If that was the situation almost forty years ago, how much more difficult must it be today? Is Jesus still amazed at people’s lack of faith, and what can be done about it?
In all honesty, we need to admit that the Church hasn’t always done the cause of the Kingdom, and of Jesus, a lot of favours. The clergy sexual abuse scandal has caused, and continues to cause, an immense amount of harm. Then, in addition to these ghastly crimes which men knew that they were committing, there are the equally destructive horrors perpetrated by people who genuinely believed that they were doing God’s will, in the residential schools in Ireland and Canada and, we shall probably also learn, in the USA. Small wonder if people are saying “Well, if that’s the face of Christ, then He’s an ugly so-and-so, and I really don’t want to know Him”.
These dreadful events have, in recent years, overshadowed the good which the Church has done over the centuries, and continues to do, in the fields of health care, education, development, the feeding of the hungry, and the defence of the oppressed and the marginalised. It is very easy, but wrong, to conclude that the Church always does more harm than good, especially when a writer such as Hilary Mantel can make a great deal of money—and be given a damehood—by deliberately distorting history by making St.
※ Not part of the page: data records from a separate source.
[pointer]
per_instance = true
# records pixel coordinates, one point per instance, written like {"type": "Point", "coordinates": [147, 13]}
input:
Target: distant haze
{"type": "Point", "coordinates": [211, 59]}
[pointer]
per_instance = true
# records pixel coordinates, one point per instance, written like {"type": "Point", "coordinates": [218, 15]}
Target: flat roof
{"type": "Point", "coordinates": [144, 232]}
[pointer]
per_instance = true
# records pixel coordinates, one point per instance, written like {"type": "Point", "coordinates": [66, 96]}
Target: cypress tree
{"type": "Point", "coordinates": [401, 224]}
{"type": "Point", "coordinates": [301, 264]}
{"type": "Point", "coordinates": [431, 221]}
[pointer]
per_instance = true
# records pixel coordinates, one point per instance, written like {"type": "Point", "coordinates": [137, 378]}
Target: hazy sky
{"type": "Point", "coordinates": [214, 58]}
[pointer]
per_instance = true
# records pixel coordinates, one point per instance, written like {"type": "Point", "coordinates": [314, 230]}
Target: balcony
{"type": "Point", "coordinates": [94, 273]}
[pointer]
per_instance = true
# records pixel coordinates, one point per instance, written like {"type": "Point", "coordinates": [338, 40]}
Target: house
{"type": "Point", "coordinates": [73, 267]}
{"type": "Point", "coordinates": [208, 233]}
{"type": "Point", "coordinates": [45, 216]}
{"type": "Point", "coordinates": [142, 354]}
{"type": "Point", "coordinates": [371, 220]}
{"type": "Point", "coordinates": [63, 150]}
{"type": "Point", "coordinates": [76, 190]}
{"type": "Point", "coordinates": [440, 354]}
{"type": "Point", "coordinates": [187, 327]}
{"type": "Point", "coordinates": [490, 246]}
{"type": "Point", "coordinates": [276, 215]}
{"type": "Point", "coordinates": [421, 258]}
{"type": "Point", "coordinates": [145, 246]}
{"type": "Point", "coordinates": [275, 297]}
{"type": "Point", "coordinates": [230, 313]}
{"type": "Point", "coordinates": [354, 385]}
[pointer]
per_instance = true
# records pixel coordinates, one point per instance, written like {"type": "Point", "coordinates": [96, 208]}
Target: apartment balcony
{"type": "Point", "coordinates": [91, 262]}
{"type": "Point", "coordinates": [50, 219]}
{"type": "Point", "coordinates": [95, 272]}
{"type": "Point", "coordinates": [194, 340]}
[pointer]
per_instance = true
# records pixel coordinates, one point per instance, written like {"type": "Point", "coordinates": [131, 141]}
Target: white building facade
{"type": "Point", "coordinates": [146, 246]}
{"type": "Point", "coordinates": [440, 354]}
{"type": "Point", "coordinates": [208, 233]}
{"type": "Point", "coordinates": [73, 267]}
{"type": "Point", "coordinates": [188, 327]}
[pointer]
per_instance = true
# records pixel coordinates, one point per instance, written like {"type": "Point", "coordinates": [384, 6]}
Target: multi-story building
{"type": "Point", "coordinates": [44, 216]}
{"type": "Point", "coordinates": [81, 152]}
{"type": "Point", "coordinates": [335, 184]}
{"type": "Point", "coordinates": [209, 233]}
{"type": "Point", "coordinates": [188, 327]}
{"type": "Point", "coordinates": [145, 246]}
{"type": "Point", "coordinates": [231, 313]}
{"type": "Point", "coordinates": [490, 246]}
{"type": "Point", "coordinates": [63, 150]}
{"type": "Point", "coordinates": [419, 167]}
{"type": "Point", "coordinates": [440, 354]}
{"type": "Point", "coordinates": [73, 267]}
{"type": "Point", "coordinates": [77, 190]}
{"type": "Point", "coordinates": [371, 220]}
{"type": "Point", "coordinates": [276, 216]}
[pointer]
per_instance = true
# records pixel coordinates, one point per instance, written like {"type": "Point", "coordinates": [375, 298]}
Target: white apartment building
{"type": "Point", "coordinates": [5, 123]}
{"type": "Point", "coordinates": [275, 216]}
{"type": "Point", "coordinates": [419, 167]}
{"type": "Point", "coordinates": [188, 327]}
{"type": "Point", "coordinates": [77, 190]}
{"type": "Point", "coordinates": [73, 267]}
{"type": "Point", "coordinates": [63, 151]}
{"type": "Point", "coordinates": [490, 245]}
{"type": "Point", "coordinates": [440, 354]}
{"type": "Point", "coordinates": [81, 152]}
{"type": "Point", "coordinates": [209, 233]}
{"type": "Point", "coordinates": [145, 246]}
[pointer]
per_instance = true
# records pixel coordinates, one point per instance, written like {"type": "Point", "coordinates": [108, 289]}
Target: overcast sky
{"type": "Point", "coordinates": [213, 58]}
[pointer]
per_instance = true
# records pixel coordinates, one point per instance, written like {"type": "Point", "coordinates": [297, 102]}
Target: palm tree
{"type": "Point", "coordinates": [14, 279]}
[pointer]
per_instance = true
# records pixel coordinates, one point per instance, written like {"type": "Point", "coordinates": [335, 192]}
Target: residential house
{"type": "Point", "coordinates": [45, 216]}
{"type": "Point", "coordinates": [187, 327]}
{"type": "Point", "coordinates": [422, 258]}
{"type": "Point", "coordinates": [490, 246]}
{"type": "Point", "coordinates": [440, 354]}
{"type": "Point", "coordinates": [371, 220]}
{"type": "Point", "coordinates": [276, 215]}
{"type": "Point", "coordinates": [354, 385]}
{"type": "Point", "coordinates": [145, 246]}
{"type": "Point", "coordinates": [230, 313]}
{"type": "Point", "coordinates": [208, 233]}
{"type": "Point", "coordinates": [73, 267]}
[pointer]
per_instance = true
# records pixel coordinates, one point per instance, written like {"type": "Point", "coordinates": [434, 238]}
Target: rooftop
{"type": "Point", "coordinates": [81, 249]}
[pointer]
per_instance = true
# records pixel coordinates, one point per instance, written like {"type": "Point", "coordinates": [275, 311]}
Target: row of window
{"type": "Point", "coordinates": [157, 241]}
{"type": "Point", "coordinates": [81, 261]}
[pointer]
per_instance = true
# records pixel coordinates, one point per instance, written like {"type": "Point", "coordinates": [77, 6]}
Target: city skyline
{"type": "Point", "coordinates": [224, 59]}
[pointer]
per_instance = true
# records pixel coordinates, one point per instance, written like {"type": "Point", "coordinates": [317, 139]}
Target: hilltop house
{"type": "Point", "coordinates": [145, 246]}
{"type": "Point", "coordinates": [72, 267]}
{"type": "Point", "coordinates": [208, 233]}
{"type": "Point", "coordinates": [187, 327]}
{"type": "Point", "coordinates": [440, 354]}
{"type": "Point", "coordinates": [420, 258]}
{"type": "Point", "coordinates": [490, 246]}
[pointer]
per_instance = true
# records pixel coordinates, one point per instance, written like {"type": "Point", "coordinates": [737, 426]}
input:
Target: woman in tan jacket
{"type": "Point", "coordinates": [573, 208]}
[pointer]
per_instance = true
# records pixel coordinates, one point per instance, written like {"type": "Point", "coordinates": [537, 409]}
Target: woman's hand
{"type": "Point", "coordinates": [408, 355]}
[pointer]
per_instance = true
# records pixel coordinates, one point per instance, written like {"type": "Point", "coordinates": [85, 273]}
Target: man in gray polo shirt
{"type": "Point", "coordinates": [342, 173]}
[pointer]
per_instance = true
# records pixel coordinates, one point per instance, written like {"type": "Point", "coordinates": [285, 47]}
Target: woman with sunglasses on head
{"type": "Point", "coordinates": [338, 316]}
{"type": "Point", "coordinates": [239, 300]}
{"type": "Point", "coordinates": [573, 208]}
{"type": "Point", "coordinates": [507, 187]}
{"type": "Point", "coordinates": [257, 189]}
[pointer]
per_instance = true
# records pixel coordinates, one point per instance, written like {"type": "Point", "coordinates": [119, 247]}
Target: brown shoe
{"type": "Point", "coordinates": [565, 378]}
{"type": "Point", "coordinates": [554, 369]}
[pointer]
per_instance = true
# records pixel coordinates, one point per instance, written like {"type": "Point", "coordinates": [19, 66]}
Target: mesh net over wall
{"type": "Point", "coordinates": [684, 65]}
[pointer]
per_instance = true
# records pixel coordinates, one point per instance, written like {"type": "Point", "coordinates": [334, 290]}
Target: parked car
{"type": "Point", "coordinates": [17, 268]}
Thomas More into a torturer, and the torturer Thomas Cromwell into a hero chiefly, as she admits herself, to express her hatred of, and to damage the reputation of, the Church of her birth.
So, will Jesus still be amazed at people’s lack of faith, and, when He comes again, will He find any faith on earth? Perhaps more to the immediate point, what can be done to reawaken faith? There is constant talk of evangelisation, but nobody seems willing, or able, to explain what it means. There was even a Decade of Evangelisation, which went down like the proverbial lead balloon. So what is to be done?
Perhaps we need to pay more heed to St. Paul’s words, in his Second Letter to the Corinthians, as he ponders his own shortcomings, weaknesses, struggles and failures, and concludes “It is when I am weak that I am strong”. We must remember also, again with St. Paul, that we are preaching a crucified Christ who will always be, to many, a folly and a stumbling block.
In other words, we must be a humble Church, deeply rooted in Christ, and showing to the world the true face of Christ. There must be no trace of arrogance or superiority, and we need to recall the words of Pope St. Paul VI in his Apostolic Exhortation “Evangelii Nuntiandi”: “The modern world listens to witnesses rather than to teachers, and if it listens to teachers, it is because they are also witnesses”. Let us remember too that it is when we are weak that we are strong, and that success and failure are not always what they seem.